And what's different this time is that there's a clear nudge from the RBA that the banks should pass on all of this latest cut.

"As a result of today's decision, the cash rate will be at its previous cyclical low point," writes Governor Glenn Stevens. "Given trends in money market yields, most lending rates should fall significantly and will also reach below-average levels."

The banks will know what he means - pass it on or we'll be round to thump you in our ever-so-polite central bank way.

Without wanting to scare the horses, the RBA is not being subtle about the economic risks Australia faces, particularly the slow down in the emerging economies which is kicking on to Australia through lower commodity prices. But Martin Place is still hinting that, with luck and the right policies, we can avoid a recession. It has more ammunition to fire yet and it's happy to do so.

They are hoping today's instalment will get us through December and January to their next board meeting on the first Tuesday in February. (Even central bankers have a holiday occasionally.) And then, packing away the board shorts and shaking the last sand from their thongs, they'll be ready to cut again.

There is an understandable tendency to get excited about lower interest rates for anyone with borrowings, but we need to be careful about what we wish for.
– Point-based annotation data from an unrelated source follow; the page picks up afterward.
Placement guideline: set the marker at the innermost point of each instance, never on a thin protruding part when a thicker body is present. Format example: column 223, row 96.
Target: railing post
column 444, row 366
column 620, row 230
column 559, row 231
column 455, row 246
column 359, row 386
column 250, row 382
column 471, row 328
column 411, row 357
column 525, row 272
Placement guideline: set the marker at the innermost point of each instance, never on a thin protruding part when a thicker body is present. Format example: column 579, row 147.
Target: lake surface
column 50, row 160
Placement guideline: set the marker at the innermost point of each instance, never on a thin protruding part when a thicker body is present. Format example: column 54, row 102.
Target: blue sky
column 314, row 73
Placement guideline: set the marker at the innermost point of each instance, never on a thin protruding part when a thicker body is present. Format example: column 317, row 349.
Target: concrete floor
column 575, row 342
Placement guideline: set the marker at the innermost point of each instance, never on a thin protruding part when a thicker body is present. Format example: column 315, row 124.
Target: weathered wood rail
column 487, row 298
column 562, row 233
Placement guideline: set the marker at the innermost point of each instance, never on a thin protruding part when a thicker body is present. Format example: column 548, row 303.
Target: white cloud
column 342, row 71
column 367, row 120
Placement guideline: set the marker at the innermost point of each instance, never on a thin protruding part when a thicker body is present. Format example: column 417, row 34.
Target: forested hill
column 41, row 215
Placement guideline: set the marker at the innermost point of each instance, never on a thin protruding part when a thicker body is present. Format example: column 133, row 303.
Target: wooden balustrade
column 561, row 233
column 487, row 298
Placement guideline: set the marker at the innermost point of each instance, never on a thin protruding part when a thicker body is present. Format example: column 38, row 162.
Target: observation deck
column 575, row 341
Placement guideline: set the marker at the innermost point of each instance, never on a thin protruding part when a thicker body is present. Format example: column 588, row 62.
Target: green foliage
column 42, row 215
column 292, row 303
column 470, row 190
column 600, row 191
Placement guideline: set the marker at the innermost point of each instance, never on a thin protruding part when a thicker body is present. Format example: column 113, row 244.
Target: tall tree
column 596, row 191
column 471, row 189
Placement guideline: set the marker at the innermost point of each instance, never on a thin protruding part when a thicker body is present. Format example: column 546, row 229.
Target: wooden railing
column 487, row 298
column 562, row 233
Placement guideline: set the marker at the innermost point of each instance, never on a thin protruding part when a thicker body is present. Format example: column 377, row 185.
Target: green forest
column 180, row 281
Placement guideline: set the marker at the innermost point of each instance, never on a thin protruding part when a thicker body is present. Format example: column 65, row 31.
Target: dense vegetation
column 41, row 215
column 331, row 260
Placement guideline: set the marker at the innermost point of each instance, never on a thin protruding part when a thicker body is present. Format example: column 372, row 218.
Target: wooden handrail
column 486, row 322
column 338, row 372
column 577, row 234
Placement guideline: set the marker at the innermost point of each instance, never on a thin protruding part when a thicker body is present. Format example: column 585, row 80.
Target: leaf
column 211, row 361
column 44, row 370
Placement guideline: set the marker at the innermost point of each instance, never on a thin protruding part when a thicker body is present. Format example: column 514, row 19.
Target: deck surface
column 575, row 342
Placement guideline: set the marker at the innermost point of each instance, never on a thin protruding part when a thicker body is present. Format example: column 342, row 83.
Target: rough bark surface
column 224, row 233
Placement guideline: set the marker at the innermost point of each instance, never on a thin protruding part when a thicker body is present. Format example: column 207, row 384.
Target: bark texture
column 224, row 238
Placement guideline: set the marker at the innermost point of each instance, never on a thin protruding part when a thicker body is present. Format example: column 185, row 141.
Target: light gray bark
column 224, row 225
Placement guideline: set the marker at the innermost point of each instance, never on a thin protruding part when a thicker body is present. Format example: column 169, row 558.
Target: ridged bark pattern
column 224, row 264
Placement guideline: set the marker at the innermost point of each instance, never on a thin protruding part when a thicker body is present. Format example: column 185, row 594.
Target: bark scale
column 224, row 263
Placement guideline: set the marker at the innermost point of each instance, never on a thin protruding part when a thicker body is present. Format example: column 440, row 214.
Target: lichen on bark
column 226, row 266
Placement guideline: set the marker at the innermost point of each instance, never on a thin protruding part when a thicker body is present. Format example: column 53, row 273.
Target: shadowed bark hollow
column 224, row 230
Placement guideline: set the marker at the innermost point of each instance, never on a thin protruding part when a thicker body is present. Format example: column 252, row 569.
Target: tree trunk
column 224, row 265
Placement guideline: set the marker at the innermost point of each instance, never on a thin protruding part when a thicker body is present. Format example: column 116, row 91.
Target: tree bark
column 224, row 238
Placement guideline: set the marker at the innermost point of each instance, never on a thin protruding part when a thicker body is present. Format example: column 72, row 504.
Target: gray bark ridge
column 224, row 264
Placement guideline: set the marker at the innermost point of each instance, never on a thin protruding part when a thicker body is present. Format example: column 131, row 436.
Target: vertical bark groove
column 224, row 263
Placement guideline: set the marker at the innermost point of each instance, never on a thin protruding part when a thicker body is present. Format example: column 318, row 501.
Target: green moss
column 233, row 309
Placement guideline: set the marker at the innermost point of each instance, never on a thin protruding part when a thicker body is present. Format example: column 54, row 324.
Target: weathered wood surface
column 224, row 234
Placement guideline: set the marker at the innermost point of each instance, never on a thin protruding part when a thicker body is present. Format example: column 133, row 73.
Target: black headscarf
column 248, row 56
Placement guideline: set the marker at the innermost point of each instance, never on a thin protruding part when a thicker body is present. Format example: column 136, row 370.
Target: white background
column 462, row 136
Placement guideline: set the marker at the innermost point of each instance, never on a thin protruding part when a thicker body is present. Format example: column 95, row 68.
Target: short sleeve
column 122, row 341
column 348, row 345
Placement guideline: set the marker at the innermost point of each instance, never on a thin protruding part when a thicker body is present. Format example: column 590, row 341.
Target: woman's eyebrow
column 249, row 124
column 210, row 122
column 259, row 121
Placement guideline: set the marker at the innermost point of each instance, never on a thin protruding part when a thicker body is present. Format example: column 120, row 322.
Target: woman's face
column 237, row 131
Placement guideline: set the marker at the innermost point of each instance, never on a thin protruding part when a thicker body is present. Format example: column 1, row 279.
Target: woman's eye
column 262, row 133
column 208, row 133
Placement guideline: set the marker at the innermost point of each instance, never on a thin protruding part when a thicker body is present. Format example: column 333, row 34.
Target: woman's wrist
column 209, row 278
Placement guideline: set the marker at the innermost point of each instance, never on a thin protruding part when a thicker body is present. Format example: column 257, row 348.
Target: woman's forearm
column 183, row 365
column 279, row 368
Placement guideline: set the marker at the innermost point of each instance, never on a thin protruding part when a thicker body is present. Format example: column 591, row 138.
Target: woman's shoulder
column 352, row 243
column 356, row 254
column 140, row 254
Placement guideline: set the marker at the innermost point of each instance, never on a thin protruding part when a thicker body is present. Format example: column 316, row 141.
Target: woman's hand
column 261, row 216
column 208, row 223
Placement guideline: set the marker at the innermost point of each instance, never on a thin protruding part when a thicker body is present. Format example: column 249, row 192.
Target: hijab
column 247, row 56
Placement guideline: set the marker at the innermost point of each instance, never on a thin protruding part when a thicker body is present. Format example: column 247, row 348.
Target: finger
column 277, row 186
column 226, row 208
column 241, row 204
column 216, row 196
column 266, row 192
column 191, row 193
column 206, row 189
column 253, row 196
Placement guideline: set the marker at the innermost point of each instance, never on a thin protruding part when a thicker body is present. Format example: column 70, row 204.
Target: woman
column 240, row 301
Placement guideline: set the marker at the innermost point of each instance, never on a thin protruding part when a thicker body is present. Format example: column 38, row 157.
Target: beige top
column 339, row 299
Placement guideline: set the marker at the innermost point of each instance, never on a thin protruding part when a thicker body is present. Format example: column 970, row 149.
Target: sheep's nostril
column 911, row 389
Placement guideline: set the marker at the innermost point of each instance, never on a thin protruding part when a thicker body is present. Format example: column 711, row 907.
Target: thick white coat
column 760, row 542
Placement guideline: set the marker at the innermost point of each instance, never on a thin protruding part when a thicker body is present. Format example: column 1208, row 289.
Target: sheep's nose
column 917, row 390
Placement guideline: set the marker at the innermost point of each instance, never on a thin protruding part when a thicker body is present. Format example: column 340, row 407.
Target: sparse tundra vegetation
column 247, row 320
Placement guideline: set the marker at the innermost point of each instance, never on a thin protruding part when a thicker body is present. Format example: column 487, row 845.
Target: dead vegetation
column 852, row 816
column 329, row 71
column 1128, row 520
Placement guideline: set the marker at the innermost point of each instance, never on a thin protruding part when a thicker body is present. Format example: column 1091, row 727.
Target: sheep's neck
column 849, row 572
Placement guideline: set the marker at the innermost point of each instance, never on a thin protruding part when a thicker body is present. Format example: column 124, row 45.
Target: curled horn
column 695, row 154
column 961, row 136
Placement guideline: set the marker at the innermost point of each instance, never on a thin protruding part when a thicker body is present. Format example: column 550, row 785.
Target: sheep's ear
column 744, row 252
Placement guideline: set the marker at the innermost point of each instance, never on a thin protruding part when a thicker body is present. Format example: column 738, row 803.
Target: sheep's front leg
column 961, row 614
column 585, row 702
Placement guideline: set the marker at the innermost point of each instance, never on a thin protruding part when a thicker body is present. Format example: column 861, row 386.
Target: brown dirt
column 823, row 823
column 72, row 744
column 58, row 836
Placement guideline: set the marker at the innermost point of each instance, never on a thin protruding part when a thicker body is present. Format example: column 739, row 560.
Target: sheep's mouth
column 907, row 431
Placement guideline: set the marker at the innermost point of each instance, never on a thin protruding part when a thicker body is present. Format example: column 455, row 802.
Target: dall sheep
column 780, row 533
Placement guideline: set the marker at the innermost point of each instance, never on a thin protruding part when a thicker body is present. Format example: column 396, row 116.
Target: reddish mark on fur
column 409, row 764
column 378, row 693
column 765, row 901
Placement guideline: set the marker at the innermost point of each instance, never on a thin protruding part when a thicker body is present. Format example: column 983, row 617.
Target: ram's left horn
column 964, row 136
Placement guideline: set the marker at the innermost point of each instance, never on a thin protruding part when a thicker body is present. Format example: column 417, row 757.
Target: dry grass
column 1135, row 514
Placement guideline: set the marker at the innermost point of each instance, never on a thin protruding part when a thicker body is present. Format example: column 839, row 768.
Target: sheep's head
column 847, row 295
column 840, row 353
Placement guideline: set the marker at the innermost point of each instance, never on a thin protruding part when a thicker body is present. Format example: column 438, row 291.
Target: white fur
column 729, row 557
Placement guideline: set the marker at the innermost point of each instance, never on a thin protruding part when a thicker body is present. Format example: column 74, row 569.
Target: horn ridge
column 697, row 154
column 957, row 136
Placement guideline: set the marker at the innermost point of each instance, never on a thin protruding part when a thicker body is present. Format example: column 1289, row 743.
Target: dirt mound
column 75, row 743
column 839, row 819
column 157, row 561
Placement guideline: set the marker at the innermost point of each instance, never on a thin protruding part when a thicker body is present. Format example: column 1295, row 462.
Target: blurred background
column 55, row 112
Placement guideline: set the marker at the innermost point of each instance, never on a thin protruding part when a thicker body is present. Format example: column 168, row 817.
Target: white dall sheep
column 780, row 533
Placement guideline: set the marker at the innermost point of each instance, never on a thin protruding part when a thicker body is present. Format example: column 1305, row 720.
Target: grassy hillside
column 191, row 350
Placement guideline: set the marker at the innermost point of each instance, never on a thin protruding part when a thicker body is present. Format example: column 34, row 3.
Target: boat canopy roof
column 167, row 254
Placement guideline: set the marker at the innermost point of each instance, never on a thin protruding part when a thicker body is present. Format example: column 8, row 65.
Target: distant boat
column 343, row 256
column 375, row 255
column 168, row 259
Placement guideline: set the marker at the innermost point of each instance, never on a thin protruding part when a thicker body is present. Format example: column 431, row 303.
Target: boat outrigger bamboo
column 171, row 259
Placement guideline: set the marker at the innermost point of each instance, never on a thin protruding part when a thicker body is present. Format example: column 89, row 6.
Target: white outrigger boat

Like all forecasting games, there's a bit of a competition underway to see who can predict the lowest rate. The consensus remains that we'll have an RBA cash rate starting with a 3 before Easter, but let's hope that doesn't drop to a 2 as the odd forecaster is suggesting.

Such a low rate would mean Australia is failing to avoid a hard landing, that unemployment is rising beyond a (relatively) manageable 6 per cent.

All in all, I'd be happy if rates didn't fall much more at all, because they would reflect an economy that's still growing.